We’re told, when we get married, we can accomplish more together than we ever could on our own. That when two become one, marriage is greater than the sum of its parts.
But what they don’t tell you is that marriage isn’t just gain; it also involves loss.
Four years ago today I took a ring and said a vow, and in doing so, I lost something, Perhaps “lost” is the wrong word. I gave something up the day I got married. I gave up the right to myself.
When Josh and I committed ourselves to this covenant, we promised to never, ever leave. We’re in this together. But the thing about being in life together is that you’re no longer in life alone. We spend most of our single years trying to escape this alone-ness, to find – once married – that togetherness presents a challenge all its own.
My Covenant Sacrifice
When I got married, I gave up the right to withhold my time, energy, and attention whenever and however I want. Before, I made decisions based on how they would affect me: My career trajectory, my friendships, my family, my future. But in marriage, I must take another person into consideration. I must remember my covenant, my togetherness. Any self-actualization comes second-place to this.
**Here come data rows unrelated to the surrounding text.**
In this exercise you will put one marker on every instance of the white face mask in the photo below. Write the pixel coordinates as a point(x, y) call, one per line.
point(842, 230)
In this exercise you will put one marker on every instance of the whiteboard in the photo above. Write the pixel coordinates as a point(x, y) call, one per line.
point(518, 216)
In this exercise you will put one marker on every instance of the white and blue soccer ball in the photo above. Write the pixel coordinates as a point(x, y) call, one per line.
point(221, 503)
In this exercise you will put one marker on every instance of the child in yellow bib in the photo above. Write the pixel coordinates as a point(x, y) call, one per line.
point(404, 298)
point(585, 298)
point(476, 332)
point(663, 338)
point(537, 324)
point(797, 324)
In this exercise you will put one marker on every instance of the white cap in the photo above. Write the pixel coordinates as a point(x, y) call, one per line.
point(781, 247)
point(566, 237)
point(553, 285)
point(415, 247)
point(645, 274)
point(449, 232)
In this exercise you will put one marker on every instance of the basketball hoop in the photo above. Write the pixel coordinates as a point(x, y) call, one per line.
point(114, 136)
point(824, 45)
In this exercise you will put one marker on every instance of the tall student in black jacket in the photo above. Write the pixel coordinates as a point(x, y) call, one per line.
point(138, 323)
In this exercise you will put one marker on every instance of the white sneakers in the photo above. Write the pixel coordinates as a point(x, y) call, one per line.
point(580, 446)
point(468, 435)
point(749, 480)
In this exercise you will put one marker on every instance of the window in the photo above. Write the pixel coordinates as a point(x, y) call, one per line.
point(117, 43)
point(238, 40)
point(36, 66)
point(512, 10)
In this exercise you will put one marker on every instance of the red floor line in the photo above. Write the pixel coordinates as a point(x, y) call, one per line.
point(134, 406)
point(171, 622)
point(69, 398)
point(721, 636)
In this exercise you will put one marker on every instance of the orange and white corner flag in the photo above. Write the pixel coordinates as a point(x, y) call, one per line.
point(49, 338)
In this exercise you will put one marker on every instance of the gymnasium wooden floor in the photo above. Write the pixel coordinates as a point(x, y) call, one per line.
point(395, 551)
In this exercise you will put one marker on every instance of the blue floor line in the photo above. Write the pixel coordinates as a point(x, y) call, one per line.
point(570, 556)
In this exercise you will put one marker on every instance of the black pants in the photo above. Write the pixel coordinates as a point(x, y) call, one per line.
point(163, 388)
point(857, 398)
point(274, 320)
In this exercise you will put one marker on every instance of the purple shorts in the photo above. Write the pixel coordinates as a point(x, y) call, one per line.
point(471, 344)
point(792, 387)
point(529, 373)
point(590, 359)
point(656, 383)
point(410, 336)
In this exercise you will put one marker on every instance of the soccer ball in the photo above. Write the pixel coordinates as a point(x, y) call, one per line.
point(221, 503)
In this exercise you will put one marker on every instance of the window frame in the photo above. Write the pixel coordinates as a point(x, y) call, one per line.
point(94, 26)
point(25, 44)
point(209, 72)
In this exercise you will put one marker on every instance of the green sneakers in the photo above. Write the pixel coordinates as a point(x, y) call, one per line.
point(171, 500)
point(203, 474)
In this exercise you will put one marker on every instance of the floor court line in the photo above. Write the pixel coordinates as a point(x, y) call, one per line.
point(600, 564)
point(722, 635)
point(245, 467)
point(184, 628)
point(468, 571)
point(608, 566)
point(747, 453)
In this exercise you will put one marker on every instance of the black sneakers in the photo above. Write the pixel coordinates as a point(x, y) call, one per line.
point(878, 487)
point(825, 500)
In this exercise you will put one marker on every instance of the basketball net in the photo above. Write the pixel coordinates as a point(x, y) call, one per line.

Covenant requires sacrifice; it always has. And in this covenant of marriage I have sacrificed what would have been accomplished had I never married at all. My life, career, and priorities would look different if I had not walked down the aisle. So when people ask if we accomplish more together than we would have separately, I think of all that could have been, and I answer: “It depends on how you define “more”.”
The More I Accomplish
Josh and I are very different people. If we had never met and married, our paths would probably look nothing alike. But brought together in an unlikely partnership, we are sail and anchor; grace and truth. Separately, we would probably have accomplished more for our careers and maybe for our bank accounts. Separately, we would have more in the eyes of a materialistic, success-hungry world.
But the “more” we have accomplished is not of that nature.
Together, he is more visionary, and I am more steady.
He is more driven, and I am more at rest.
He is more stylish, and I am less vain.
He is more bold, and I am more gentle.
He is called to be strong, and I am safe to be weak.
The “more” accomplished through our marriage may not be what the world recognizes as valuable, but it is what God wanted for our souls.
What I Lost When I Got Married
So I lost something when I got married; I lost some opportunities, some options I could have had. I lost some independence; some chances at advancement. I may even have lost some money. We both did.
But we knew the sacrifice our covenant required, and we counted the gain worth such a loss, because what we were losing could never be equal to the people we’d become together. The loss of freedom and options might seem like a great sacrifice, but if we had never married, these four years would see us as very different people than we are today.
We lost the right to ourselves when we got married. But in giving up ourselves, we found ourselves.
The people we are today would never exist without this covenant; without our Savior. Marriage has sanctified and changed us. It has wrecked us and remade us. The hard edges have softened; the weak things been made strong. Wills have been bent and hearts have been broken, but through this crucible we are being made vessels of God’s glory for one another – and for the world.
Have we accomplished more together than we could have on our own? Perhaps not.
But our togetherness makes us people we would never otherwise have been. In the exchange of independence for interdependence, we find our strengths bolstering the other’s weakness. As we each lead according to our gifts, we lead each other nearer to Christ.
This is the more we offer the world and our children. We offer the people who, without this momentary marriage, we never would have become.